Developing a myeloma treatment with maximum efficacy and minimal side effects is the aim of the multidisciplinary research team that received the 2021/22 Leukemia Lymphoma Society-Snowdome Foundation-Leukaemia Foundation (LLS-SF-LF) Translational Research Program grant. 

This project is led by  Dr Lev Kats (University of Melbourne), Prof. Jake Shortt (Monash University), Prof. Philip Thompson (Monash University), and A/Prof. Chris Ott (Massachusetts General Hospital, U.S.).

Myeloma, which affects around 1,800 Australians each year, is still classed as an incurable blood cancer, and while treatment advances have been made in recent years, a group of myeloma patients do not respond to treatment, and their prognosis remains poor. 
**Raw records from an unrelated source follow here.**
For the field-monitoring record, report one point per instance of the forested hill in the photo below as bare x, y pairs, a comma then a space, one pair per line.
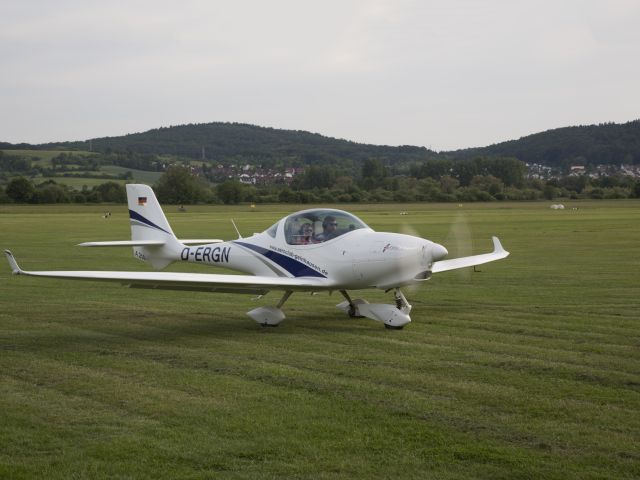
609, 143
242, 142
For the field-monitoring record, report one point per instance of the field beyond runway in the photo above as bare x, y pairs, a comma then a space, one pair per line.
529, 368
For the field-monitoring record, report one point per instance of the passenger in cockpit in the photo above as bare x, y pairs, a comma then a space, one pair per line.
306, 234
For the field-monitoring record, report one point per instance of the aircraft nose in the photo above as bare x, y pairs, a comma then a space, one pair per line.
438, 252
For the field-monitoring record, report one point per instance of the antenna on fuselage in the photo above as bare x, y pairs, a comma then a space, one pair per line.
237, 231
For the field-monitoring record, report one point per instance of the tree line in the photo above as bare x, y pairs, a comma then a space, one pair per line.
438, 180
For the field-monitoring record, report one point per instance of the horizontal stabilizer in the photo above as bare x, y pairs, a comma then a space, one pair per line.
15, 269
462, 262
200, 241
149, 243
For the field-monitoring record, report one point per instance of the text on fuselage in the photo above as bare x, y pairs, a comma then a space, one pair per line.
206, 254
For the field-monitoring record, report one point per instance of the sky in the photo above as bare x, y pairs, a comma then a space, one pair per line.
439, 74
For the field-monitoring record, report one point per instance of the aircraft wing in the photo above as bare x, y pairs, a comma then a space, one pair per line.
186, 281
462, 262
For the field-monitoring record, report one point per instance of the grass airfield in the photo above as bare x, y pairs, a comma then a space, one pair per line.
529, 368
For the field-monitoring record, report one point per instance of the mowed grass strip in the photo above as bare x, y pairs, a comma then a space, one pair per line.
528, 368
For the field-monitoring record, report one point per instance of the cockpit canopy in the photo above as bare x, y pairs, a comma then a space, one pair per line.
317, 226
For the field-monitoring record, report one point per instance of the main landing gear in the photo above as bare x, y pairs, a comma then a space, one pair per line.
270, 316
394, 317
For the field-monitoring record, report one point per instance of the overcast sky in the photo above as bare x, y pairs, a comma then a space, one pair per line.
440, 74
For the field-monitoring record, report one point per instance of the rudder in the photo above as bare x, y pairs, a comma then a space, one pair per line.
148, 222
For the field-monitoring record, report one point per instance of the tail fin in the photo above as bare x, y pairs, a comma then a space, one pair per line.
149, 223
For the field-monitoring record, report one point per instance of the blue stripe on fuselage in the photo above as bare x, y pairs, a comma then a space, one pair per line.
136, 216
294, 267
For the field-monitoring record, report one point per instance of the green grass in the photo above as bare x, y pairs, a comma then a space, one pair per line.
527, 369
43, 157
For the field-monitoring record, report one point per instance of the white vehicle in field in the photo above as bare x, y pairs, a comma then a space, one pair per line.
308, 251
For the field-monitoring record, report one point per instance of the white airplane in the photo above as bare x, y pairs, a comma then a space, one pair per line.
308, 251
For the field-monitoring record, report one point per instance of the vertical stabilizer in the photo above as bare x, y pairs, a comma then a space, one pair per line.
149, 223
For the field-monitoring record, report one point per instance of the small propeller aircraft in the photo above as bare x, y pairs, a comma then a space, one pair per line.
308, 251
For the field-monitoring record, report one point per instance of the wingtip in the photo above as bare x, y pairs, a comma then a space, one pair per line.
15, 269
497, 246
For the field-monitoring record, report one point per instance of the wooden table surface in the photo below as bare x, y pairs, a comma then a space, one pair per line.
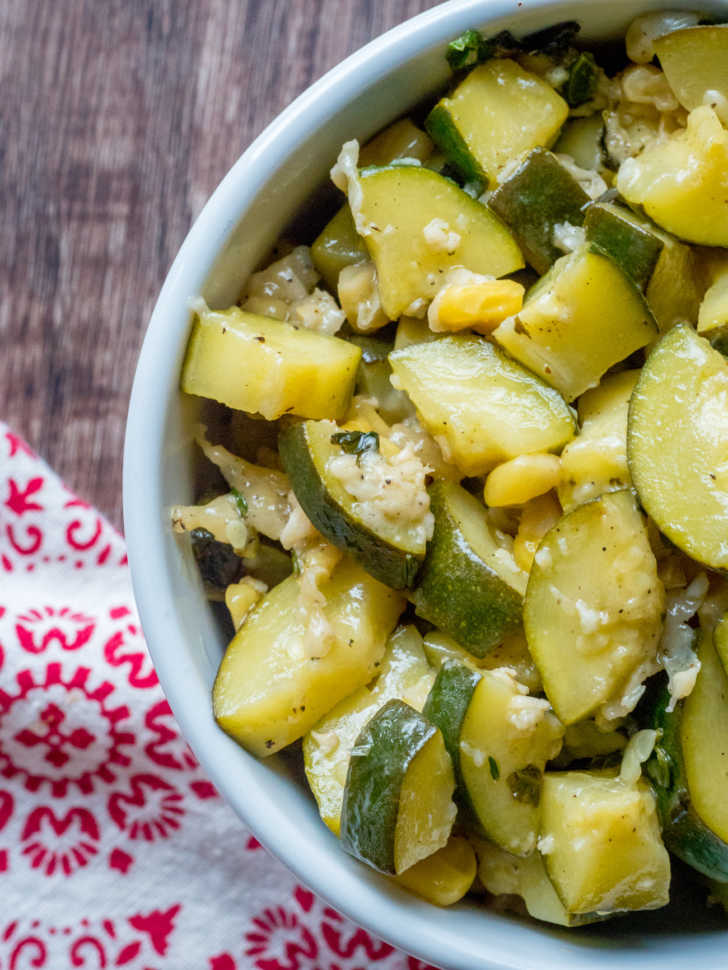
117, 120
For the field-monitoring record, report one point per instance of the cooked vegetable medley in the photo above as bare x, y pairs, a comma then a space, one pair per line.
465, 492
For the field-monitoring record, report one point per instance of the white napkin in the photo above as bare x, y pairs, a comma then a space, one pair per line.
115, 850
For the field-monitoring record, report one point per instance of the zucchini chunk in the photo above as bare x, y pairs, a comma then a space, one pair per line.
682, 181
720, 642
579, 320
595, 462
411, 330
280, 675
398, 806
338, 245
403, 139
601, 843
663, 268
498, 111
389, 543
677, 442
484, 406
588, 637
419, 225
713, 313
628, 240
511, 652
256, 364
695, 62
534, 200
469, 585
499, 740
582, 138
688, 768
404, 673
444, 877
502, 873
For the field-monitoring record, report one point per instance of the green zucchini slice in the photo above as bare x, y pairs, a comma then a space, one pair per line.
595, 462
695, 62
276, 680
469, 585
445, 876
582, 139
534, 200
338, 245
256, 364
419, 225
677, 444
681, 181
499, 111
404, 673
390, 547
398, 806
701, 744
713, 313
499, 740
629, 241
663, 268
579, 320
484, 407
589, 637
503, 873
511, 652
601, 843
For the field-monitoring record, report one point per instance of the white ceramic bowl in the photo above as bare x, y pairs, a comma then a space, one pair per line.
242, 219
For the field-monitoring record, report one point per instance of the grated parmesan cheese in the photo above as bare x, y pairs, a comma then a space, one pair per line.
387, 490
440, 238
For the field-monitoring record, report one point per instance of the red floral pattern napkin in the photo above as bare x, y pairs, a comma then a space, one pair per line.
115, 850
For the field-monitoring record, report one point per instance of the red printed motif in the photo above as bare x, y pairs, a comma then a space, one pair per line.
103, 807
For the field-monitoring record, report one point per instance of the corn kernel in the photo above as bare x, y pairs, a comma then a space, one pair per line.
539, 515
480, 306
241, 597
521, 479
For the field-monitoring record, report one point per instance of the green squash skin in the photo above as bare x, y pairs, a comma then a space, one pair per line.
441, 129
384, 750
458, 592
633, 248
446, 707
684, 832
392, 566
537, 196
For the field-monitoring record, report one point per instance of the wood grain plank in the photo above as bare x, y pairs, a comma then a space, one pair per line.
117, 120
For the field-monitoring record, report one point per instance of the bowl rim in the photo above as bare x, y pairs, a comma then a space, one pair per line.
360, 899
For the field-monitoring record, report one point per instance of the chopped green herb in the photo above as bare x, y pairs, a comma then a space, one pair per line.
356, 442
582, 83
525, 784
465, 50
659, 768
240, 502
471, 48
218, 564
554, 41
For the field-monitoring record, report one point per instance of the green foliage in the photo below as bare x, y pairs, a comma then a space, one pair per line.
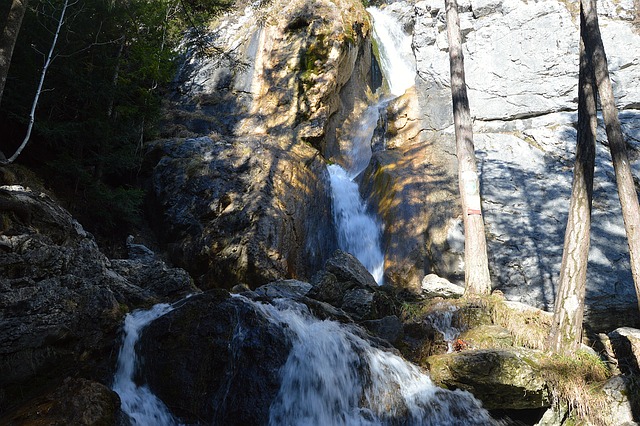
102, 96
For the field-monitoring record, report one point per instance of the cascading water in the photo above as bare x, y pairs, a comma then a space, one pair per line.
335, 377
144, 408
394, 51
359, 232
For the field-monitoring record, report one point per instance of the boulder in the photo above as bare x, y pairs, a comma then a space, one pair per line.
346, 284
74, 402
242, 210
215, 359
523, 99
389, 328
625, 342
61, 302
155, 276
435, 286
500, 378
239, 190
289, 289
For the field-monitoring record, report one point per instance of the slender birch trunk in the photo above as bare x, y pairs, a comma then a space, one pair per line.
477, 279
566, 329
617, 146
9, 37
47, 63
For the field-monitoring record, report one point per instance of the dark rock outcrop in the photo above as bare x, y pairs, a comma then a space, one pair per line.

Some of the most active myeloma treatments that have shown great success in the clinic, work by interfering with how protein is managed by the cell. This research team believes it has found a treatment target that might prove beneficial in myeloma patients, including those with disease that is resistant to current treatments. The team proposes that, by targeting the cell pathway known as DCAF, which is involved with how cells utilise protein, they could successfully reduce myeloma cell survival. 

DCAFs are used by many cell types to manage protein functions. Myeloma cells are particularly sensitive to this DCAF pathway being interfered with and cell death is achieved when the pathway is either blocked or hijacked. 

The LLS-SF-LF grant is funding the multidisciplinary team to identify the best molecule to target the DCAF pathway. Dr Kats will provide cell biology knowledge, Prof. Thompson and A/Prof. Ott will provide chemistry and drug development knowledge, and Prof. Jake Shortt will provide the clinical and therapeutic insight. 

“This year our group has been building on our knowledge of the biology of DCAF1,” said Dr Kats.

“Using genome editing technology we have generated myeloma cells in which we can artificially degrade the DCAF1 protein using a plant hormone called auxin.

“This is important because it enables us to investigate what happens to cells when DCAF1 function is perturbed. We know DCAF1 regulates the abundance of other proteins in myeloma cells, but we do not yet know what those proteins are,” he explained. 

“We also do not fully understand the cell death pathways that are triggered when DCAF1 is lost or inhibited. Characterising early events after auxin treatment in our engineered cells will also enable us to later test whether the inhibitors and PROTACS (a type of drug that can be used to direct degradation of target proteins) we are developing are ‘on target’, by comparing their effects on myeloma cells directly to genetic degradation of their intended molecular target.   

“At the same time, we have been generating new chemical matter to develop DCAF1 PROTACS. To do this we are introducing various modifications to our established inhibitor, VPR8. We are initially testing whether these modifications affect the binding of the molecules to DCAF1 and/or cell permeability,” said Dr Kats. 

“Over the next 12 months we will complete detailed characterisation of our engineered myeloma cells using proteomics methods (a technique that can measure the abundance of different proteins in cells). 

“We also plan to ramp up our medicinal chemistry efforts. New molecules will be generated using VPR8 or BC1901S (another DCAF1 binder that binds to a different part of DCAF1) as the scaffold and characterised,” said Dr Kats.

Having already uncovered a drug that works well to interfere with the DCAF pathway in myeloma cells and having the ability to kill myeloma cells through this novel mode of action in test tubes and pre-clinical models, the next step is to refine and optimise the drug so it can be taken by humans. 

Funding from the LLS-SF-LF grant is allowing the team to refine their research and move this research from the lab bench to treating patients.